Four hundred miles to the east, on the Outer Banks, distinctive geography, climate and other factors configured tourism very differently. Visitors were drawn to the bathing beaches of Ocracoke as early as the 1750s, and to Nags Head by the 1830s. By1853, wealthy yacht owners had already formed an exclusive club.8 During the last half of the century, tourist accommodations were springing up from Currituck to Calabash. In the mid-1870s, Dr. G. K. Bagby bought and renovated Brunswick’s Atlantic Hotel, and beguiled guests with promises of A BAND OF MUSIC, FAST SAILING BOATS, BATH HOUSES, SURF BATHING, TEN PINS, and a dining table supplied “with all the luxuries from land and water.” [ILLUSTRATION: 1877 Atlantic Hotel Kell CarteretCoCivilWar_16. CAPTION: Advertisement for Brunswick’s Atlantic Hotel, July 1877. Kell, North Carolina’s Coastal Carteret County During the Civil War (1976), 16.]
The closing years of the century witnessed the proliferation of hunting lodges on the sounds. Around Wilmington and Wrightsville Beach, trolley and railroad lines were soon carrying throngs to brightly lit music and dance pavilions and elegant hotels. From the 1920s onward, highways, bridges and ferries brought ever larger streams of tourists, and hard-surfaced roads relieved the challenge of driving in the sand.
After the Depression and World War II, boom times soon returned.

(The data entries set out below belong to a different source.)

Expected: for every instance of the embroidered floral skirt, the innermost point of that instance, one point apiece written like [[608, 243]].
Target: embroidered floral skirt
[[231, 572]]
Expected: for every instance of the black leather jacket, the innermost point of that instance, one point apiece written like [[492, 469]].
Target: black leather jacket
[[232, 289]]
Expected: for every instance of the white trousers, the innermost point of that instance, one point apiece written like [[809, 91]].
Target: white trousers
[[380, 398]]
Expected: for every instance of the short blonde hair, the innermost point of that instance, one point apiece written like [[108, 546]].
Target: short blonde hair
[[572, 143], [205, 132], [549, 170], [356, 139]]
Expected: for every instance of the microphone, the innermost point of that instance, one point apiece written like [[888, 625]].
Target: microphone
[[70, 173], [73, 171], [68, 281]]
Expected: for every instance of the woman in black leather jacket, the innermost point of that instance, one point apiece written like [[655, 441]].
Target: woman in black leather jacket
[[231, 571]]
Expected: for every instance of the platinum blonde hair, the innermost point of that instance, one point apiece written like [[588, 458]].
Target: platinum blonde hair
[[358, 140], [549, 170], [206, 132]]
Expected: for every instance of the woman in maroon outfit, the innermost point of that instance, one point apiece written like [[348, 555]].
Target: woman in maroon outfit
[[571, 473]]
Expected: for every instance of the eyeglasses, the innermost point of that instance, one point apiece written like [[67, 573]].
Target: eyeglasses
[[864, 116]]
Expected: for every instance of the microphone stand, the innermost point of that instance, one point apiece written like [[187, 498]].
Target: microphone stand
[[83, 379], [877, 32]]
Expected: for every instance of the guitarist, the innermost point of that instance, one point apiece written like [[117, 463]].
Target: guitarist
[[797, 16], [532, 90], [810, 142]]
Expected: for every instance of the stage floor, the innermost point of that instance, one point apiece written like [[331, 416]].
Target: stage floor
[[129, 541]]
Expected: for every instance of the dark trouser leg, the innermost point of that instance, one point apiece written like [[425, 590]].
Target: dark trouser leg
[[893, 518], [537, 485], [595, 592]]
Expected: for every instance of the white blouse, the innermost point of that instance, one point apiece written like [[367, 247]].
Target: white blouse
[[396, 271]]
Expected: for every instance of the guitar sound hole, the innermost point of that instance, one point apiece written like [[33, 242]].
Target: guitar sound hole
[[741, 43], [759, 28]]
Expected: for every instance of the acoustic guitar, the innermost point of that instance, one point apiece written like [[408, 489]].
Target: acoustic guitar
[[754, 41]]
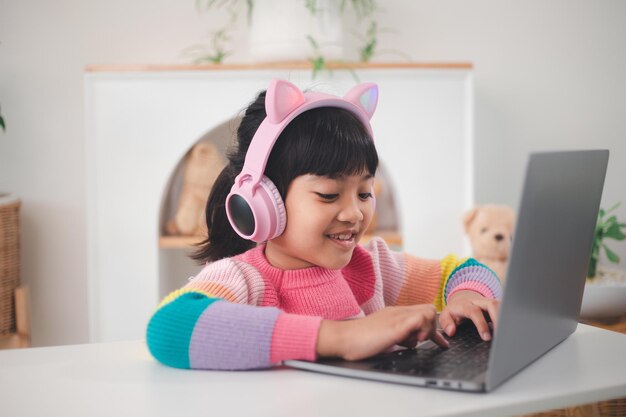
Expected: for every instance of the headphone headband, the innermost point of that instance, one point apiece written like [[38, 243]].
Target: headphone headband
[[260, 218]]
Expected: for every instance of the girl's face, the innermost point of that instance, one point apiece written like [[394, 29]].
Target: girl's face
[[326, 218]]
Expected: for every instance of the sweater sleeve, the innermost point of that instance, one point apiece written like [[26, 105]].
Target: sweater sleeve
[[215, 322], [411, 280]]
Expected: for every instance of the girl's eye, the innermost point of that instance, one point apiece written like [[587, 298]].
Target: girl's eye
[[327, 197]]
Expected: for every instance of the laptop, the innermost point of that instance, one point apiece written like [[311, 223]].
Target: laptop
[[543, 293]]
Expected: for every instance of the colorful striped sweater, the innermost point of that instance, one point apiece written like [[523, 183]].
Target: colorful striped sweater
[[243, 313]]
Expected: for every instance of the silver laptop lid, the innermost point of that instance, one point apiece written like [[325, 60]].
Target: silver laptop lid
[[549, 258]]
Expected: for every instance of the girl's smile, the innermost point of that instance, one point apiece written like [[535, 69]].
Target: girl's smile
[[326, 218]]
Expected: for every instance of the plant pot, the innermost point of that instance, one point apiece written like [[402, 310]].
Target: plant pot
[[279, 30], [605, 295]]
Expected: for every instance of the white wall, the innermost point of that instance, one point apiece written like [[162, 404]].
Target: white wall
[[549, 74]]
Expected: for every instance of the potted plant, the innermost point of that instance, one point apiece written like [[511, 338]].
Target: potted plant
[[313, 25], [605, 292]]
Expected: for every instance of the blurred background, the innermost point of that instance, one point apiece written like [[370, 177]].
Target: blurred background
[[547, 75]]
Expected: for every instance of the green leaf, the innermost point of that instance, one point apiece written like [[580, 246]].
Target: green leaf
[[614, 207], [614, 232], [612, 256]]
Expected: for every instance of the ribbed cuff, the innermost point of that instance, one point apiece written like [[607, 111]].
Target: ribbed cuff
[[295, 337], [475, 286]]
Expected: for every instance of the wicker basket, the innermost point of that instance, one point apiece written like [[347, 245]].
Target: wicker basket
[[9, 260]]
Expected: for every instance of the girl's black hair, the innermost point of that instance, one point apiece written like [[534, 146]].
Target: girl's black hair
[[325, 141]]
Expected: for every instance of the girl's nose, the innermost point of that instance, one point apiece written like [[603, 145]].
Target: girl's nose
[[351, 212]]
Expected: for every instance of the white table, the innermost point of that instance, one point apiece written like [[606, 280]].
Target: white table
[[122, 379]]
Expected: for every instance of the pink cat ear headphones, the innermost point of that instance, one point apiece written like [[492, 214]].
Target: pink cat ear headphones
[[254, 206]]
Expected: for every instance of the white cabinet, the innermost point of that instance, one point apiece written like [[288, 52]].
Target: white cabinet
[[140, 123]]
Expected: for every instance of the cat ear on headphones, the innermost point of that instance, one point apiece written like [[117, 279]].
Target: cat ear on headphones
[[282, 98], [364, 96]]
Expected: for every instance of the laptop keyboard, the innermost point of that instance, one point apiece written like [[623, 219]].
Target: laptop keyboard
[[467, 357]]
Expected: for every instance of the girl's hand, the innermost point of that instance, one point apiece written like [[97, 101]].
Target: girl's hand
[[469, 305], [361, 338]]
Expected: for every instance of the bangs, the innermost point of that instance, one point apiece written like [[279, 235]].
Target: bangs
[[329, 142]]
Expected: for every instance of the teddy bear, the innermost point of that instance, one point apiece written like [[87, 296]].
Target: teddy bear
[[202, 166], [490, 232]]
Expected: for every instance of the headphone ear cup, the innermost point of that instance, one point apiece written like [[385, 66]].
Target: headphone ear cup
[[256, 213]]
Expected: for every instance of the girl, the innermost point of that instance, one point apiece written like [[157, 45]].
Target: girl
[[299, 182]]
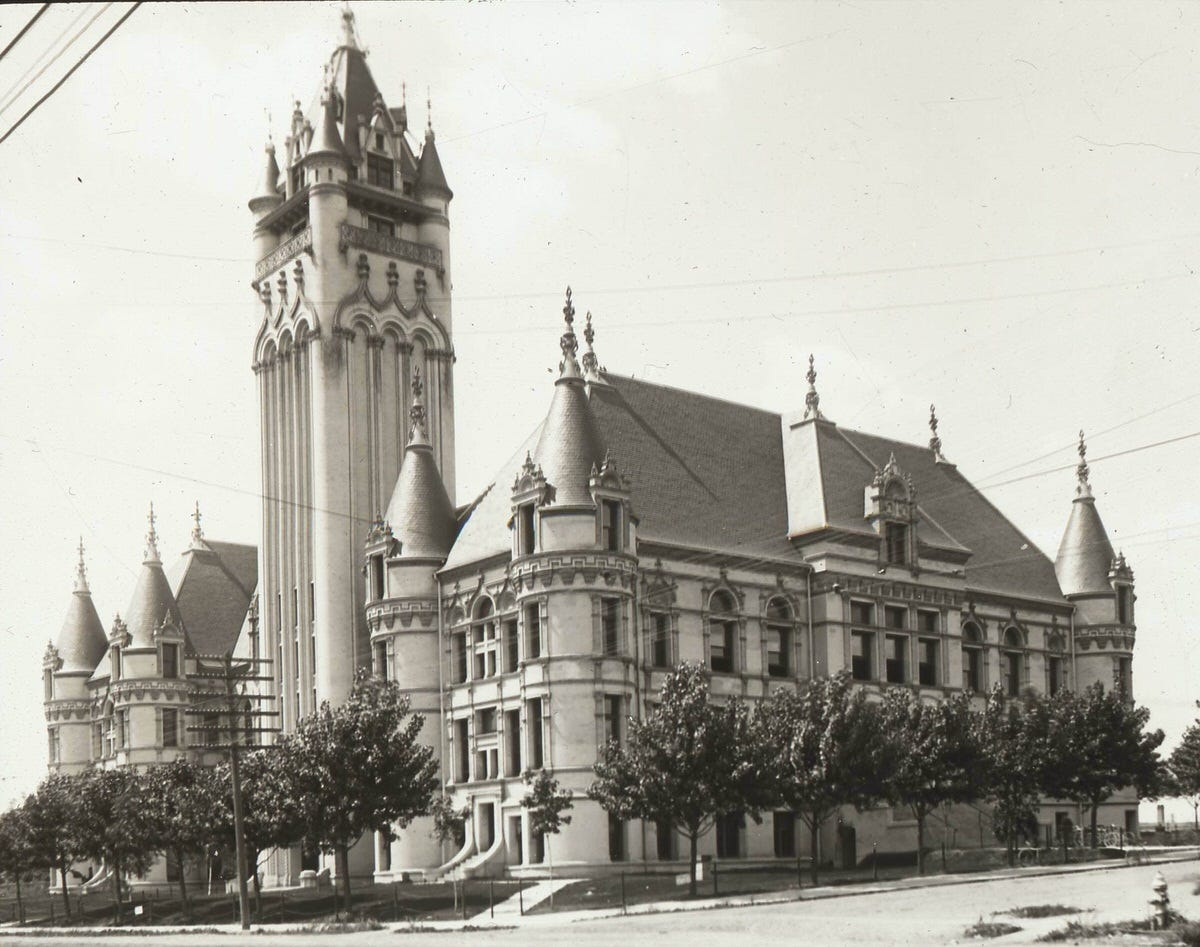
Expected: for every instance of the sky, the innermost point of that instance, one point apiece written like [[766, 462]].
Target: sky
[[989, 207]]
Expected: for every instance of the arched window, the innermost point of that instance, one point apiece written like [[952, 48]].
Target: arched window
[[485, 641], [972, 658], [1012, 660], [778, 635], [723, 631]]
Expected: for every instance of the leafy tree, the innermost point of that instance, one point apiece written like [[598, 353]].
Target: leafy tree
[[184, 813], [547, 807], [1101, 745], [1185, 768], [271, 816], [112, 826], [1019, 754], [822, 750], [359, 767], [687, 763], [935, 754], [49, 817], [16, 852]]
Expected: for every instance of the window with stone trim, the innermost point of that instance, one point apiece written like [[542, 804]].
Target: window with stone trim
[[723, 633]]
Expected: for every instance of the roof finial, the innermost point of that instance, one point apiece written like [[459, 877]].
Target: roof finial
[[935, 442], [81, 571], [569, 367], [417, 433], [348, 28], [151, 553], [197, 532], [811, 400], [1083, 487]]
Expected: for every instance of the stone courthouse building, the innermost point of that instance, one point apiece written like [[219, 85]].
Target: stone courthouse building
[[639, 526]]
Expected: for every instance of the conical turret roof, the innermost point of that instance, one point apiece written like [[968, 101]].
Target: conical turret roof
[[430, 175], [570, 443], [420, 513], [82, 642], [1085, 553], [153, 599]]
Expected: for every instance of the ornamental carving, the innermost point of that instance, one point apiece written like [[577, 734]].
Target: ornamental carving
[[390, 246]]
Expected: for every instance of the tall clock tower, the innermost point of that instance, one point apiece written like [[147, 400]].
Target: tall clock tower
[[352, 237]]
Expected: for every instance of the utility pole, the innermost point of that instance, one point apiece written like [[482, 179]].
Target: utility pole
[[234, 672]]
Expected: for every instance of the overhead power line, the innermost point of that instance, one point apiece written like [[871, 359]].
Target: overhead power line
[[71, 72], [24, 29]]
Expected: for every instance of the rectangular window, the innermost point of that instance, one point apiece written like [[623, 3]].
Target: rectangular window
[[459, 657], [462, 749], [533, 630], [660, 640], [862, 665], [785, 834], [1054, 672], [612, 717], [533, 718], [381, 171], [729, 835], [381, 655], [972, 669], [720, 645], [513, 743], [1125, 605], [610, 625], [897, 543], [862, 612], [778, 647], [382, 225], [377, 577], [511, 645], [1013, 673], [664, 840], [895, 669], [611, 526], [526, 535], [927, 667], [895, 616], [616, 839]]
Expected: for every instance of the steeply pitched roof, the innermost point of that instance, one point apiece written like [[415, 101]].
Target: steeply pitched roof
[[213, 586], [709, 474], [82, 642]]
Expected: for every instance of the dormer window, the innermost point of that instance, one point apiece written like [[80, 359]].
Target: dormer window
[[381, 171], [611, 535], [526, 534]]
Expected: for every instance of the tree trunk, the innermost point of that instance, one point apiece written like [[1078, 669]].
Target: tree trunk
[[66, 897], [343, 863], [814, 834], [919, 811], [183, 885], [117, 889], [691, 862]]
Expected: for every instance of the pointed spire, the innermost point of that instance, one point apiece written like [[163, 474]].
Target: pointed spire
[[151, 553], [197, 531], [1083, 487], [417, 432], [82, 571], [569, 367], [811, 400], [935, 442]]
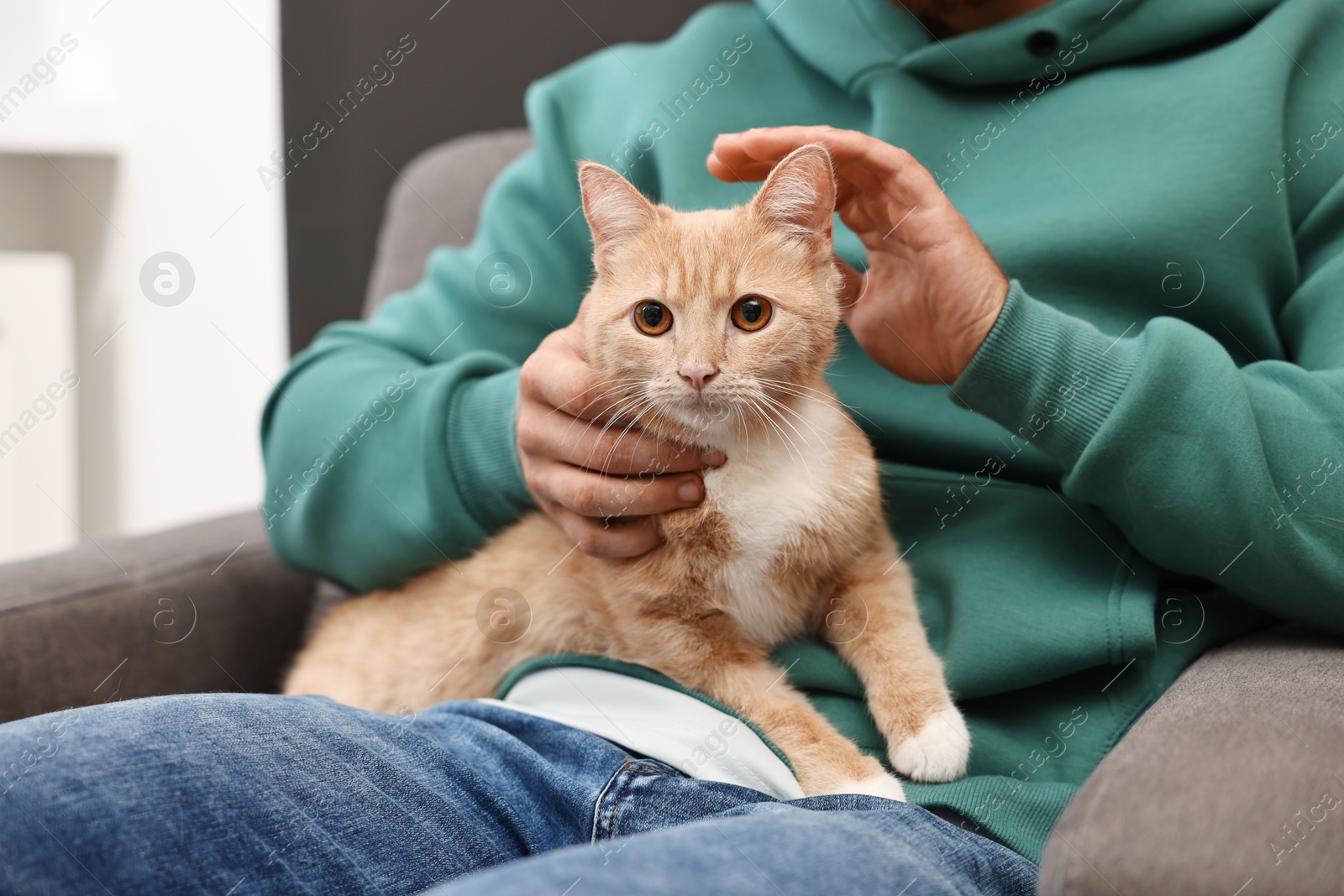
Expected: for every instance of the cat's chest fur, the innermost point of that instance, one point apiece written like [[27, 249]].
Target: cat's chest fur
[[788, 501]]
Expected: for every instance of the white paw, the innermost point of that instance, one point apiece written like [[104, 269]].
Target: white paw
[[884, 786], [938, 752]]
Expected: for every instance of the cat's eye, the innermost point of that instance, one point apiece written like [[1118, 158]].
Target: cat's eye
[[750, 312], [654, 318]]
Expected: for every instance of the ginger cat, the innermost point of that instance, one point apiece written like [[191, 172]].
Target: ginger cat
[[711, 328]]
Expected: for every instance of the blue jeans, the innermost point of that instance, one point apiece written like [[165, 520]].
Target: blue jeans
[[239, 794]]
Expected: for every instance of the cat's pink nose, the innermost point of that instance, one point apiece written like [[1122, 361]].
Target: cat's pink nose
[[698, 375]]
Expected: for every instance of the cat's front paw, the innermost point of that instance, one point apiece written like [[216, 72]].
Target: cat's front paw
[[867, 777], [938, 752]]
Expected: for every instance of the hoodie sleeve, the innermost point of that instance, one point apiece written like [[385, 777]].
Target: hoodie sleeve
[[1214, 463], [389, 443]]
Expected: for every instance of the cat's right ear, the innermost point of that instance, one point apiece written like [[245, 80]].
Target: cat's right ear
[[616, 211]]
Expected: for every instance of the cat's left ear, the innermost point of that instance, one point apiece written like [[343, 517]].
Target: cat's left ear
[[615, 208], [800, 196]]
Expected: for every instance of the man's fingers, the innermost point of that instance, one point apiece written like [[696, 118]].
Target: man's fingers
[[608, 539], [864, 164], [557, 378], [611, 496]]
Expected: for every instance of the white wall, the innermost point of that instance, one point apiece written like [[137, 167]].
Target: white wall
[[147, 140]]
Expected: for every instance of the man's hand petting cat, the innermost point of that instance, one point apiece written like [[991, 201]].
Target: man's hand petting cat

Beach resorts for people of modest means multiplied up and down the coast, and vacation homes and cabins stretched row on row behind (and sometimes on) the dunes. Legendary Outer Banks photographer Aycock Brown began his publicity blitz in 1952, and Cape Hatteras and Cape Lookout national seashores followed in 1958 and 1966.9 Within a few years, subdivisions for beach homes stretched north toward the Virginia border, matched by gated inland golf communities. Sport fishermen began competing for water and fish with commercial fishermen. Taking advantage of new technologies, kite boarders now maneuver across the waves and hang gliders soar over the dunes.
Thus although tourism appeared at about the same time on both ends of the state, and has developed steadily since, it was configured in each place by particularities of terrain, climate, flora and fauna, public policy, and entrepreneurial and corporate activity. In this chapter we explore the eastern sector of this history – one of the most important contexts for the establishment, development and operation of Cape Lookout National Seashore.